Bırakın futbolu, bu ülkede herkes birbirine, şehir şehire, mahalle mahalleye, iş yerlerinde masalar masalara hasım olmuşlarsa, Türkiye’nin de futbolunun da altına dinamit konmuş demektir. Eğer sizin istediğiniz masa başı oyunlarıyla şampiyon olacak, ya da şampiyonlar ligine gönderilecekse ligleri neden oynuyoruz. Yani Sivas biraz dayansa ikinci olsa, şampiyonlar ligine üçüncü olan gidecekti. Eğer Eskişehir dayansa üçüncü olsa, bu kez dördüncü olan gidecekti öyle mi? Bu tezgahları ve komplo teorilerini kovalamaktan işimizi yapmaya vakit kalmıyor. Yeterin artık ama...
MELO TİPİ AHLAK ANLAYIŞI
Futbol meraklıları Melo’un neden Brezilya Milli Takımı’na alınmadığını bilirler. Bilmeyenlere hatırlatayım, 2010 Dünya Kupası çeyrek finalinde Hollanda ile oynanan maçta Robben’in baldırına adeti olduğu şekilde gaddarca bastı. Tabii kırmızı kartı görüverdi ve maçı kaybeden Brezilya kupadan elendi. Brezilya ve şimdiki teknik direktörleri Skolari üzerine çiziği çekiverdiler. Ne oynarsa oynasın ahlaken artık Milli Takımına alınmadı, alınmaz da... Oysa kötü huylarını hiç bırakmıyor, burada hemen her maçta aynı tip hareketleri tekrarlasa bile hakemlerimiz ve bazıları tarafından özel olarak korunuyor ve maşallah baş tacı ediliyor.
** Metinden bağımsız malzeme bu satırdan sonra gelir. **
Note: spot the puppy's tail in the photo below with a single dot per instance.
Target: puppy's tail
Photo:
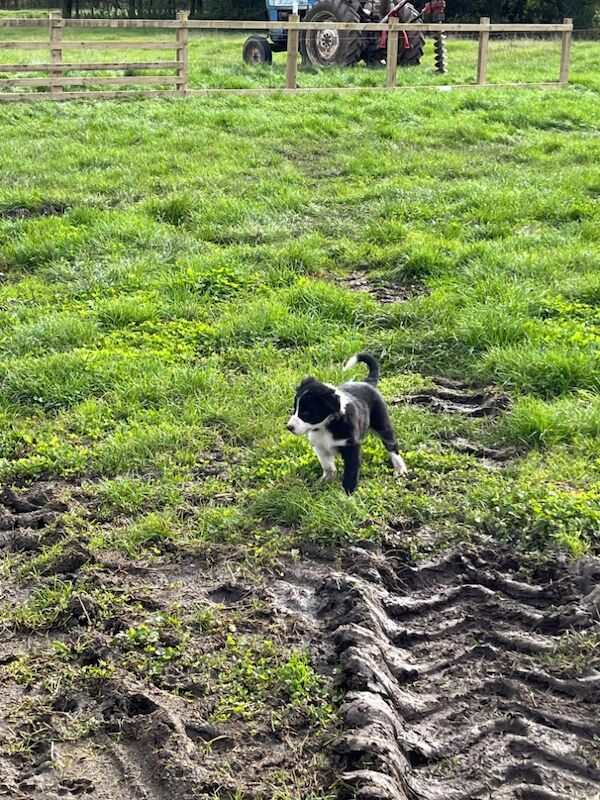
(372, 364)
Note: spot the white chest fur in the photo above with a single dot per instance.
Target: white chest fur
(322, 440)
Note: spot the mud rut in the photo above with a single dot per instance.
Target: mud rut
(449, 688)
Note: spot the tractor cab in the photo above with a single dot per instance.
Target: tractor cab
(343, 48)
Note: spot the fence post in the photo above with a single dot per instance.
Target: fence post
(291, 68)
(391, 58)
(565, 57)
(56, 23)
(482, 57)
(182, 55)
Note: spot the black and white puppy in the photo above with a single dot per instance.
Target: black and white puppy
(337, 418)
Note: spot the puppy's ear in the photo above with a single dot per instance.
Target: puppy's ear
(331, 401)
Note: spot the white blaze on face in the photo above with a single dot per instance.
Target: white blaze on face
(298, 426)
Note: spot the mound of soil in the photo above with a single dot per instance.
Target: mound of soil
(453, 687)
(380, 290)
(463, 677)
(453, 397)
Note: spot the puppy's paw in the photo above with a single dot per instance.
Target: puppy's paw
(400, 467)
(327, 476)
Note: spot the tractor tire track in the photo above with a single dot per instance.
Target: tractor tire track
(451, 690)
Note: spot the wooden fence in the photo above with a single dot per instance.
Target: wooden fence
(58, 80)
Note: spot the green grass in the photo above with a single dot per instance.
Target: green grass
(168, 275)
(182, 289)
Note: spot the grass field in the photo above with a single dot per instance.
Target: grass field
(170, 270)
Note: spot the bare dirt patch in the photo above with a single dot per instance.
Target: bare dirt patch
(457, 397)
(28, 212)
(472, 675)
(379, 289)
(452, 686)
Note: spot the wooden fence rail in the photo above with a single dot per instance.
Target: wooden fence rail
(58, 80)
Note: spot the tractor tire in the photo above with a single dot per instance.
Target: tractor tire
(332, 47)
(411, 56)
(257, 50)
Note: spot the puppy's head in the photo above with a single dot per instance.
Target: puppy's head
(315, 402)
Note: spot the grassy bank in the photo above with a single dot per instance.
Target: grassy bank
(170, 270)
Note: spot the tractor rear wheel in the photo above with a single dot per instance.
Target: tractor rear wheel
(411, 56)
(329, 47)
(257, 50)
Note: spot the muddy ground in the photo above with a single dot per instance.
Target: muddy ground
(474, 675)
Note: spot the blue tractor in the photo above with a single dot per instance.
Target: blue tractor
(342, 48)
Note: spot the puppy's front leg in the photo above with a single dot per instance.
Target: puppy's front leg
(326, 460)
(351, 456)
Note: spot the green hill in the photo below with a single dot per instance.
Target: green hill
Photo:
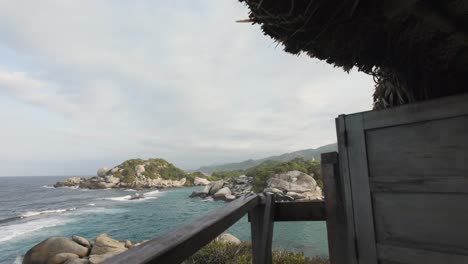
(307, 154)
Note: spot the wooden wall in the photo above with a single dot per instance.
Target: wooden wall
(407, 169)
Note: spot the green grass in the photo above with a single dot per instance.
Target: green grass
(228, 253)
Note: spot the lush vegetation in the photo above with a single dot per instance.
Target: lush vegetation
(160, 168)
(224, 175)
(264, 171)
(307, 154)
(154, 168)
(228, 253)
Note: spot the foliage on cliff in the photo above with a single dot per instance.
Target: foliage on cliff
(154, 168)
(221, 252)
(264, 171)
(224, 175)
(307, 154)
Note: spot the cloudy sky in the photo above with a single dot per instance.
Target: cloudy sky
(85, 84)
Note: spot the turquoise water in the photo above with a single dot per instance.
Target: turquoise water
(49, 212)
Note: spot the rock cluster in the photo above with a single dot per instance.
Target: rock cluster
(227, 190)
(293, 186)
(289, 186)
(105, 180)
(79, 250)
(75, 250)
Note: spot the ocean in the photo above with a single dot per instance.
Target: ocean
(31, 210)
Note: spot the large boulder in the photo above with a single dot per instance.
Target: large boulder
(207, 189)
(82, 241)
(293, 181)
(73, 181)
(296, 195)
(111, 179)
(47, 249)
(61, 258)
(221, 194)
(228, 238)
(229, 197)
(216, 186)
(77, 261)
(139, 169)
(102, 171)
(97, 259)
(105, 245)
(200, 181)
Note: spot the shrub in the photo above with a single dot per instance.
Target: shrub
(227, 253)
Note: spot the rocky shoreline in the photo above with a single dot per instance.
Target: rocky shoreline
(79, 250)
(289, 186)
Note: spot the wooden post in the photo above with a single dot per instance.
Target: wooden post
(256, 218)
(340, 243)
(262, 219)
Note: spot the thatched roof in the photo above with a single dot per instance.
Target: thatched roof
(415, 49)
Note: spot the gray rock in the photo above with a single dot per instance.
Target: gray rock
(111, 179)
(128, 244)
(207, 189)
(97, 259)
(102, 171)
(228, 238)
(229, 197)
(73, 181)
(200, 181)
(139, 169)
(273, 190)
(296, 195)
(77, 261)
(61, 258)
(107, 245)
(221, 194)
(51, 247)
(216, 186)
(82, 241)
(293, 181)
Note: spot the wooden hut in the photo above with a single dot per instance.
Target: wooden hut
(397, 191)
(416, 50)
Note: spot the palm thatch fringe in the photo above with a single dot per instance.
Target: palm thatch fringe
(416, 50)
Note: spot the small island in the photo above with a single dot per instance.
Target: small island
(136, 174)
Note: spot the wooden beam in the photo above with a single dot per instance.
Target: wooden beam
(267, 233)
(300, 211)
(334, 206)
(179, 244)
(256, 218)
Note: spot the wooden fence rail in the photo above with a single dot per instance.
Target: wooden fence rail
(179, 244)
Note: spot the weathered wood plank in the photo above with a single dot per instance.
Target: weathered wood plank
(267, 233)
(433, 221)
(299, 211)
(179, 244)
(395, 254)
(417, 112)
(420, 184)
(344, 188)
(256, 230)
(363, 214)
(335, 210)
(429, 149)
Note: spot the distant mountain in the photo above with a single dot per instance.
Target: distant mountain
(307, 154)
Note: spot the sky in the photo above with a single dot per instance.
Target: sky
(86, 84)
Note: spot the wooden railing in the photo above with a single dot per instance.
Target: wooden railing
(179, 244)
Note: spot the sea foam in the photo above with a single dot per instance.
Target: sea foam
(36, 213)
(12, 231)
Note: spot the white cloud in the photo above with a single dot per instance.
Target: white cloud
(177, 79)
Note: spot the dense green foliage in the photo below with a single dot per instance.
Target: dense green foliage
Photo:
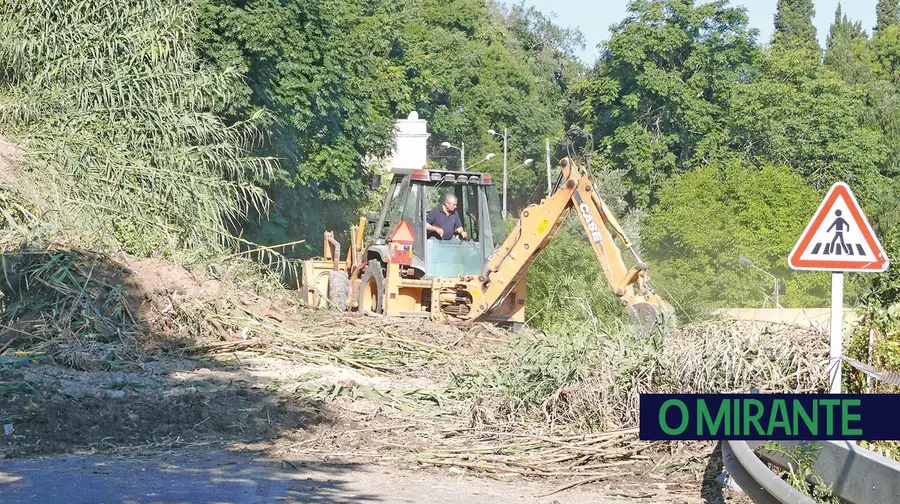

Onlar mı iyi biliyor, yoksa biz daha mı uyanığız, bunun delili Milli takımımızda. Diğerleri Dünya Kupası finalleri için Brezilya’da. Biz ayaklarına gidip hazırlık maçları oynadık. Söyleyeceğim başka, eh tatil ya, Melo efendi aile efradıyla ve korumasıyla birlikte Las Vegas’a gitmiş. Gider, kimsenin de söyleyeceği bir şey olmaz. Las Vegas deyince aklınıza kumar falan gelmesin. Zira maçlardan bildiğiniz gibi Melo’nun da “yukarıyla” işi fazla. O tipler bizde de, onlarda da kumar oynamazlar ya, yersen...
Haberi gazetelerde ve sosyal medyada okudum. Biri eski futbolcu olan iki Fenerbahçeli’nin yaptığı espriye kızmış. Boğa gibi tekme tokat saldırmış. Kendi koruması bile zor zeptetmiş. Hani diyeceğim ki, koruma da espriyi yapanlara vursa, yine olmaz ya, biraz af tarafı var. Sen neymişsin be Melo. Ama devam et, burası Türkiye, burada böyle. Halk deyimidir, aslanı kediye boğdururlar. Yaptığın her hareket yanına kar kalır, bir de korunursun. Sonra da çocuklardan ahlaklı olmalarını isteriz. Yürüyün be sahte ahlakçılar sizi...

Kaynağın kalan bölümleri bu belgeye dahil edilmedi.